Tribunal Administratif de la Polynésie française — Décision N° TA103-2500206

mardi 4 novembre 2025

JuridictionTribunal Administratif de la Polynésie française
SectionTribunal Administratif de la Polynésie française
N° DossierTA103-2500206
TypeDécision
RecoursExcès de pouvoir
PublicationC
Formation1ère Chambre
Avocat requérantSELARL MILLET VARROD AVOCATS (MVA)

Résumé IA

Le Tribunal Administratif de la Polynésie française a examiné le recours pour excès de pouvoir de M. D..., professeur, contre le refus du ministre de l'éducation nationale de reconnaître le transfert de son centre d'intérêts matériels et moraux en Polynésie française. Le tribunal a appliqué les critères du décret n° 96-1026 du 26 novembre 1996, appréciant un faisceau d'indices à la date de la décision. Il a relevé que l'épouse et les deux filles du requérant résident et travaillent en Polynésie française depuis plusieurs années, tandis que M. D... y exerce ses fonctions et y a déjà effectué un précédent séjour. Par conséquent, le tribunal a jugé que la décision de refus était entachée d'une erreur manifeste d'appréciation et l'a annulée.

Texte intégral

Vu la procédure suivante :

Par une requête et un mémoire, enregistrés les 5 mai et 22 août 2025, M. C... D..., représenté par Me Millet, demande au tribunal :
1°) d’annuler la décision du 5 mars 2025 par laquelle le ministre de l’éducation nationale a refusé de reconnaître qu’il avait transféré le centre de ses intérêts matériels et moraux en Polynésie française ;
2°) d’enjoindre au ministre de l’éducation nationale de prendre une décision reconnaissant que le centre de ses intérêts matériels et moraux est fixé en Polynésie française, dans un délai d’un mois à compter du jugement à intervenir ;
3°) de mettre à la charge de l’Etat la somme de 200 000 FCFP à lui verser au titre de l’article L. 761-1 du code de justice administrative.

Il soutient que la décision en litige est entachée d’une erreur manifeste d’appréciation au regard des éléments fournis.

Par un mémoire en défense, enregistré le 25 juillet 2025, le haut-commissaire de la République en Polynésie française conclut au rejet de la requête.

Il fait valoir que le moyen soulevé est infondé.

Par une ordonnance du 22 août 2025, la clôture de l’instruction a été fixée en dernier lieu au 8 septembre 2025 à 11heures (heure locale).

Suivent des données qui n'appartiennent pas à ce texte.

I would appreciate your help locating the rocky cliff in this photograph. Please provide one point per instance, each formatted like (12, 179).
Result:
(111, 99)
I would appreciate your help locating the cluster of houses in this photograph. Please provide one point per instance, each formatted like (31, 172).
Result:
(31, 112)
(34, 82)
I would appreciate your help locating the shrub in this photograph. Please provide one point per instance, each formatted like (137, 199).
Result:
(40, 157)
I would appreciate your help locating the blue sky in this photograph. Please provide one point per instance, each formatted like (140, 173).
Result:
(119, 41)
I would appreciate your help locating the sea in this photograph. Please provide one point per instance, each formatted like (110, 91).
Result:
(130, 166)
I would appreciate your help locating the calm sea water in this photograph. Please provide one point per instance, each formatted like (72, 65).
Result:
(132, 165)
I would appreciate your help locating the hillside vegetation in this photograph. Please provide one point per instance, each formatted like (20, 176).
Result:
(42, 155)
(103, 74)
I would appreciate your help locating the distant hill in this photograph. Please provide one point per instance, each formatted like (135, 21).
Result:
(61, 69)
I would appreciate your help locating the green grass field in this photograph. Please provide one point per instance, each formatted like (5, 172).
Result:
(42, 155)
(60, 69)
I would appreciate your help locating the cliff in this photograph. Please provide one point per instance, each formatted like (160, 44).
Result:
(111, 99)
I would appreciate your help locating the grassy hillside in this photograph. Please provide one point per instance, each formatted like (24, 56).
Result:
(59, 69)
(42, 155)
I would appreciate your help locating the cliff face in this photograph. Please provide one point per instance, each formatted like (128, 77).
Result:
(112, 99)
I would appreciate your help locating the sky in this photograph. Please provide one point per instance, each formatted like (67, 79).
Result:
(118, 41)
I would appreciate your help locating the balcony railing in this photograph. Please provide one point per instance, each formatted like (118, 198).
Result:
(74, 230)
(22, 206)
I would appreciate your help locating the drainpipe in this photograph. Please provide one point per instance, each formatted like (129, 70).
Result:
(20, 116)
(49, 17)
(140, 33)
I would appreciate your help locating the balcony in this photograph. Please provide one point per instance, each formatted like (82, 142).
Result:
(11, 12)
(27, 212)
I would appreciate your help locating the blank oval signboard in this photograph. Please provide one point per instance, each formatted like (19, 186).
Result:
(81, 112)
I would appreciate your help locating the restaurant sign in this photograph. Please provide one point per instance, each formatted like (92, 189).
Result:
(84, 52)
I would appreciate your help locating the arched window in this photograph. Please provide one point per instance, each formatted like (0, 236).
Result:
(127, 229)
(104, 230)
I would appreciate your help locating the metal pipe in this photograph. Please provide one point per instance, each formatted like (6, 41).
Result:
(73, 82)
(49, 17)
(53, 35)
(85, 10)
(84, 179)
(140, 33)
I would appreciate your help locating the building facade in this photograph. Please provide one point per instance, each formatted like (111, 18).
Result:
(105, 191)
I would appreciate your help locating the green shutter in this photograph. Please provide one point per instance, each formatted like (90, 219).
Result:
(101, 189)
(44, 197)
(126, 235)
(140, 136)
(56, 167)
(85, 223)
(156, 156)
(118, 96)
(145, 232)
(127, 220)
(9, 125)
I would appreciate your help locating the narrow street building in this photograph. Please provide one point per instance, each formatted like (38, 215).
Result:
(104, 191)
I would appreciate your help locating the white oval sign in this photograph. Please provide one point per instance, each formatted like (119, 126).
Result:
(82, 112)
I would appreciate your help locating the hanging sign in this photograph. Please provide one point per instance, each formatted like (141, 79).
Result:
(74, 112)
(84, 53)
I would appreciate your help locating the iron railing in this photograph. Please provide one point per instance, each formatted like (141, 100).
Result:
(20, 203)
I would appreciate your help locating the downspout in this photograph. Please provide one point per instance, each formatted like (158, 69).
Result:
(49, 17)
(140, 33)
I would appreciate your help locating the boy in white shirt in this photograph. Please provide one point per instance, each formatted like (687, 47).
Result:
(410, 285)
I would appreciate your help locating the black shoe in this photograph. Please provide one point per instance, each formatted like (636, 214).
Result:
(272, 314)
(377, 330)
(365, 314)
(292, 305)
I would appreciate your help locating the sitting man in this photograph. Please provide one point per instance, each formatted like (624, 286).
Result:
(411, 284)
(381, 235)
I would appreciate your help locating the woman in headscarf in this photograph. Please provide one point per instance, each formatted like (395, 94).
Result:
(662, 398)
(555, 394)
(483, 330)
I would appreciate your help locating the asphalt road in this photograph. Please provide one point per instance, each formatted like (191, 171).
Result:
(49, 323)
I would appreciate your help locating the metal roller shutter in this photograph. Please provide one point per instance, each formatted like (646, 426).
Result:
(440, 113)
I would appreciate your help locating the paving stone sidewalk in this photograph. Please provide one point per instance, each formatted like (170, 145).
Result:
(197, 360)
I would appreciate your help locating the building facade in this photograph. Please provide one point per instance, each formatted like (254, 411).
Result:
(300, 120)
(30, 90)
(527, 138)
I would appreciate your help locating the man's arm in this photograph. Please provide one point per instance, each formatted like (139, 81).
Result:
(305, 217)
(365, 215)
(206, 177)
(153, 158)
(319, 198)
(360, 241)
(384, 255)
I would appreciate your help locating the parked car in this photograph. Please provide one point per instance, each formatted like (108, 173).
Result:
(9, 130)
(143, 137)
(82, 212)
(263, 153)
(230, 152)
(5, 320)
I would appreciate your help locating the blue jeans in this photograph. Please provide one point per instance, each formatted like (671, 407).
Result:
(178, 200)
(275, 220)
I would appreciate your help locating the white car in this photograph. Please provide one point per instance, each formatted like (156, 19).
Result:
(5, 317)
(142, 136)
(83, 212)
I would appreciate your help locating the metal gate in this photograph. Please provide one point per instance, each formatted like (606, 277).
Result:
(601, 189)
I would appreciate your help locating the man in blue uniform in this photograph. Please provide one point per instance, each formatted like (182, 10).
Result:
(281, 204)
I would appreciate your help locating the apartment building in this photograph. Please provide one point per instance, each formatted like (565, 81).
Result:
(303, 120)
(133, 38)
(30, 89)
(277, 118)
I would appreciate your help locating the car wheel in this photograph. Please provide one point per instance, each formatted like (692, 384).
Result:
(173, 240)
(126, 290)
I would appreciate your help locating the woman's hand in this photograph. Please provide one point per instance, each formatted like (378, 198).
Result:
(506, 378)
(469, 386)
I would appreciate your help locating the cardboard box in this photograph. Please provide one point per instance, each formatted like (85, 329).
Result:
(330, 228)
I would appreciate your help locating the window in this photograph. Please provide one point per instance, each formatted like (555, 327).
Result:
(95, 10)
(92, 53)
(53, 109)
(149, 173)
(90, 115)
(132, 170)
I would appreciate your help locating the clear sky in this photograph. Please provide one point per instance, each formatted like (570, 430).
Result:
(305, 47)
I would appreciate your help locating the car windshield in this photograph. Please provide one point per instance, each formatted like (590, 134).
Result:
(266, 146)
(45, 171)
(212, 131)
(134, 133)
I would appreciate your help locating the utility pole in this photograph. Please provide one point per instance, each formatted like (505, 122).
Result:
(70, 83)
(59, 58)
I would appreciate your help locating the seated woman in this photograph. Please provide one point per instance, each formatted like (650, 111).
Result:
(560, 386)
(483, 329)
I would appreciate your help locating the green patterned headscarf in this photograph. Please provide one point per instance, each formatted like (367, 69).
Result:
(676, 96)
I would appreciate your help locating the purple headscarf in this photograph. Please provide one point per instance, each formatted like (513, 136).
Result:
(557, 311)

Vu les autres pièces du dossier.

Vu :
la loi organique modifiée n° 2004-192 du 27 février 2004 ;
le décret n° 96-1026 du 26 novembre 1996 ;
le code de justice administrative.

Les parties ont été régulièrement averties du jour de l’audience.

Ont été entendus au cours de l’audience publique :
- le rapport de Mme Busidan,
- les conclusions de M. Boumendjel, rapporteur public,
- les observations de Me Millet pour le requérant et celles de Mme B... pour le haut-commissaire de la République en Polynésie française.

Considérant ce qui suit :

1. M. D..., professeur agrégé de sciences industrielles de l’ingénieur, a été mis à disposition du gouvernement de la Polynésie française depuis le 1er août 2022 par le ministre de l’éducation nationale. Actuellement affecté au lycée professionnel de Papara, il a demandé au ministre de l’éducation nationale de reconnaître qu’il a transféré le centre de ses intérêts matériels et moraux en Polynésie française. Sa demande a été rejetée par une décision du 5 mars 2025 dont M. D... demande l’annulation.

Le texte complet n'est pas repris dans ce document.